One of the other disappointments is that you are told that there are a number of lieutenants of this great evil that you have to find and kill, but finding them is quite difficult, and even if you do find some of them, killing them is an even bigger problem because they tend to be surrounded by a heap of guards. While it is suggested that you actually do not need to kill them, it does make the combat at the end of the adventure a lot easier, however you also need to find some special cavern to make your sword more powerful, and if you can do that (I couldn't find it), then it makes finding and killing the lieutenants redundant.
There are a few interesting concepts introduced into the book, such as one strike combat. This allows for quicker combat against enemies but the drawback is that it makes it much easier for you to die. However, since one strike combat tends to occur only against orcs, it should make it easier for you, unless of course you have bad stats, then you are in trouble. Also, it can be easy to miss large sections of the adventure, but the maze like structure of the book makes it hard to know where you are heading and what you need to actually find. At least in many of the other books the structure of the adventure makes it easy to navigate on subsequent tries.

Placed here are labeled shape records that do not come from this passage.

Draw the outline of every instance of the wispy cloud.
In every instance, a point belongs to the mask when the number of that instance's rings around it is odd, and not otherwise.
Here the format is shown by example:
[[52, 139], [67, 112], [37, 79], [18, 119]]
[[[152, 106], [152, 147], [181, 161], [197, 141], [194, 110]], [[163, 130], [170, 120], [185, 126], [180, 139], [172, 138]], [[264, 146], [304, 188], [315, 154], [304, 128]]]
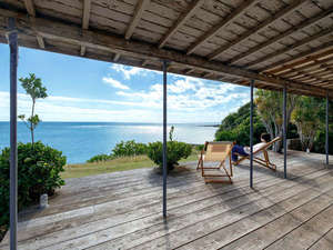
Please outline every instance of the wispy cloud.
[[103, 82], [112, 86], [113, 88], [117, 89], [124, 89], [124, 90], [129, 90], [130, 88], [123, 83], [121, 83], [120, 81], [114, 80], [113, 78], [103, 78]]

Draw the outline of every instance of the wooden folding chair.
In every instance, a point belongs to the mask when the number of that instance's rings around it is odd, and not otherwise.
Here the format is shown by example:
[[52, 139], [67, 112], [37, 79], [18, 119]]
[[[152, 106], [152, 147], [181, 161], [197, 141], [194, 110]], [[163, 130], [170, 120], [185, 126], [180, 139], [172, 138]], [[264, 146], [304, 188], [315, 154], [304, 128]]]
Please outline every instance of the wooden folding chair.
[[[204, 149], [201, 151], [196, 170], [201, 169], [201, 176], [204, 178], [204, 182], [229, 182], [232, 183], [232, 163], [231, 163], [231, 149], [233, 142], [230, 141], [213, 141], [205, 142]], [[225, 160], [229, 157], [230, 172], [225, 168]], [[216, 167], [206, 167], [204, 162], [219, 162]], [[225, 174], [216, 173], [216, 171], [224, 170]], [[215, 170], [214, 173], [206, 173], [206, 171]], [[228, 177], [229, 181], [216, 179], [221, 177]]]
[[[261, 147], [260, 149], [258, 149], [256, 151], [253, 152], [253, 161], [265, 167], [265, 168], [269, 168], [273, 171], [276, 171], [276, 164], [273, 164], [271, 161], [270, 161], [270, 158], [269, 158], [269, 152], [268, 152], [268, 149], [274, 144], [276, 141], [280, 141], [281, 140], [281, 137], [276, 137], [274, 138], [273, 140], [271, 140], [270, 142], [265, 143], [263, 147]], [[263, 154], [263, 159], [260, 158], [260, 154]], [[236, 161], [236, 162], [233, 162], [232, 164], [233, 166], [238, 166], [240, 162], [242, 162], [243, 160], [248, 159], [250, 160], [250, 154], [249, 156], [241, 156], [239, 154], [241, 158]]]

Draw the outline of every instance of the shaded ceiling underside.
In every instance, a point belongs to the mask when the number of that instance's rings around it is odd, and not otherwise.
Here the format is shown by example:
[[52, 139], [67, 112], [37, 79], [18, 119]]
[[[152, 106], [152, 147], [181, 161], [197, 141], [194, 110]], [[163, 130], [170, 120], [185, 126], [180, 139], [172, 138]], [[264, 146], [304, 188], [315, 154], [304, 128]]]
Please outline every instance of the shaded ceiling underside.
[[1, 0], [0, 42], [333, 98], [332, 0]]

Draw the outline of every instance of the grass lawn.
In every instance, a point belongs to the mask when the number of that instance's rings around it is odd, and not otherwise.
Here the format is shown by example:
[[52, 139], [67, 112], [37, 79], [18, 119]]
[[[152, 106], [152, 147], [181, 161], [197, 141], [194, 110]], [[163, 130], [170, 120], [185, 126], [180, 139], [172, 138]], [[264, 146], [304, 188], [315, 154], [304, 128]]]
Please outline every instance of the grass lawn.
[[[193, 152], [188, 159], [183, 159], [180, 162], [195, 161], [198, 160], [198, 153]], [[147, 156], [139, 157], [125, 157], [104, 162], [97, 163], [81, 163], [81, 164], [68, 164], [64, 167], [64, 172], [61, 173], [63, 179], [79, 178], [107, 172], [125, 171], [141, 168], [152, 168], [155, 163], [152, 162]]]

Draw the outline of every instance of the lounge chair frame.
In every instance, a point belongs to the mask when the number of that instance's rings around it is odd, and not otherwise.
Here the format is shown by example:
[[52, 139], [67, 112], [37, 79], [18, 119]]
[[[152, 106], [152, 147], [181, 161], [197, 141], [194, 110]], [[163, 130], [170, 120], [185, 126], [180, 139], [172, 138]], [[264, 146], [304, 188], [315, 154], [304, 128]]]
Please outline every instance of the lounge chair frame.
[[[258, 149], [255, 152], [253, 152], [253, 161], [268, 168], [268, 169], [271, 169], [272, 171], [276, 171], [276, 164], [273, 164], [271, 161], [270, 161], [270, 158], [269, 158], [269, 152], [268, 152], [268, 149], [273, 144], [275, 143], [276, 141], [280, 141], [281, 140], [281, 137], [276, 137], [274, 138], [272, 141], [268, 142], [265, 146], [263, 146], [262, 148]], [[262, 152], [263, 153], [263, 159], [258, 157], [256, 154]], [[239, 153], [238, 153], [239, 154]], [[238, 166], [239, 163], [241, 163], [243, 160], [248, 159], [248, 160], [251, 160], [250, 159], [250, 154], [249, 156], [242, 156], [242, 154], [239, 154], [241, 158], [233, 162], [232, 164], [233, 166]]]
[[[209, 147], [209, 144], [224, 144], [224, 146], [230, 146], [230, 148], [226, 151], [225, 157], [221, 157], [221, 161], [216, 167], [204, 167], [204, 156], [206, 152], [206, 149]], [[198, 161], [198, 166], [196, 166], [196, 170], [201, 169], [201, 176], [204, 179], [205, 183], [232, 183], [232, 177], [233, 177], [233, 171], [232, 171], [232, 162], [231, 162], [231, 149], [232, 149], [233, 142], [230, 141], [214, 141], [214, 142], [209, 142], [206, 141], [204, 143], [204, 148], [201, 151], [199, 161]], [[228, 169], [225, 168], [225, 160], [226, 158], [229, 158], [229, 166], [230, 166], [230, 171], [228, 171]], [[206, 160], [206, 161], [211, 161], [211, 160]], [[212, 161], [211, 161], [212, 162]], [[222, 170], [225, 172], [225, 174], [212, 174], [212, 173], [206, 173], [206, 171], [211, 171], [211, 170]], [[219, 177], [228, 177], [228, 181], [226, 180], [219, 180], [219, 179], [212, 179], [212, 178], [219, 178]]]

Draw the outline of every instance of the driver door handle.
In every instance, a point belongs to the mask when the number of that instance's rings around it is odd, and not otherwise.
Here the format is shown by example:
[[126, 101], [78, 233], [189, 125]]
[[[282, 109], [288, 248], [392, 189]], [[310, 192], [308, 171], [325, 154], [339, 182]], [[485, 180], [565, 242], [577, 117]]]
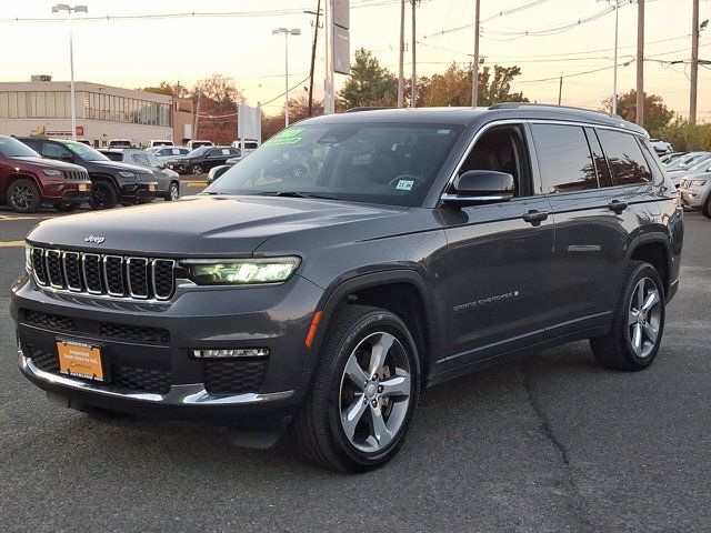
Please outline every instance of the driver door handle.
[[532, 225], [540, 225], [541, 222], [548, 219], [548, 211], [537, 211], [535, 209], [532, 209], [521, 218]]

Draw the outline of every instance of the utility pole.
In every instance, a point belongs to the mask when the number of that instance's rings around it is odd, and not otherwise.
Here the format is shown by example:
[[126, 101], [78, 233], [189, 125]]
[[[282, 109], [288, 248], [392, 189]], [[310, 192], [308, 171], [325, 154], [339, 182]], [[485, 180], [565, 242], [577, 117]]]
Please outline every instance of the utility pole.
[[[312, 13], [312, 11], [307, 11]], [[309, 70], [309, 117], [313, 115], [313, 69], [316, 67], [316, 43], [319, 40], [319, 19], [321, 18], [321, 0], [316, 7], [316, 27], [313, 29], [313, 46], [311, 47], [311, 69]]]
[[[471, 68], [471, 107], [479, 103], [479, 10], [481, 0], [477, 0], [474, 8], [474, 64]], [[560, 103], [560, 102], [559, 102]]]
[[644, 128], [644, 0], [637, 11], [637, 123]]
[[618, 34], [620, 0], [614, 0], [614, 74], [612, 74], [612, 114], [618, 114]]
[[333, 93], [333, 59], [331, 57], [331, 40], [333, 32], [333, 0], [326, 0], [323, 4], [323, 26], [326, 37], [326, 79], [323, 80], [323, 114], [336, 112], [336, 94]]
[[202, 88], [198, 88], [198, 107], [196, 108], [196, 127], [193, 128], [192, 138], [199, 139], [198, 137], [198, 124], [200, 122], [200, 99], [202, 99]]
[[418, 56], [417, 56], [417, 7], [415, 2], [419, 0], [412, 0], [412, 100], [410, 100], [410, 107], [417, 108], [418, 102]]
[[699, 0], [693, 0], [691, 16], [691, 92], [689, 95], [689, 123], [697, 123], [697, 88], [699, 82]]
[[558, 104], [560, 105], [560, 102], [563, 99], [563, 73], [560, 73], [560, 83], [558, 86]]
[[398, 71], [398, 108], [402, 108], [404, 104], [404, 2], [405, 0], [400, 0], [400, 70]]

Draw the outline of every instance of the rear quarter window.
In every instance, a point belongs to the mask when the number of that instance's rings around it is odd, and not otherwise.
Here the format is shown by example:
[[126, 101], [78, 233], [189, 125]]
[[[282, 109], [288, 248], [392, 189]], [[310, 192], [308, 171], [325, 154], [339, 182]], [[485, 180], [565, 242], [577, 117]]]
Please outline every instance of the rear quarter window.
[[582, 127], [531, 124], [547, 193], [598, 188], [595, 165]]
[[599, 129], [598, 138], [617, 185], [648, 183], [652, 180], [649, 163], [634, 135], [623, 131]]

The other thing introduced was the concept of cooking food. If you have food you can eat it and gain 2 stamina, however if you can cook the food (and only where you are given an option to do so), you get 4 stamina. Oh, you also have a cat companion with you that happens to be some powerful god. The cat can be used 9 times (surprise, surprise), and I found this to be an interesting addition to the adventure. However, despite all this, I found adventure to be quite disappointing (though will probably attempt to run through it again in the future when I get myself another copy of it).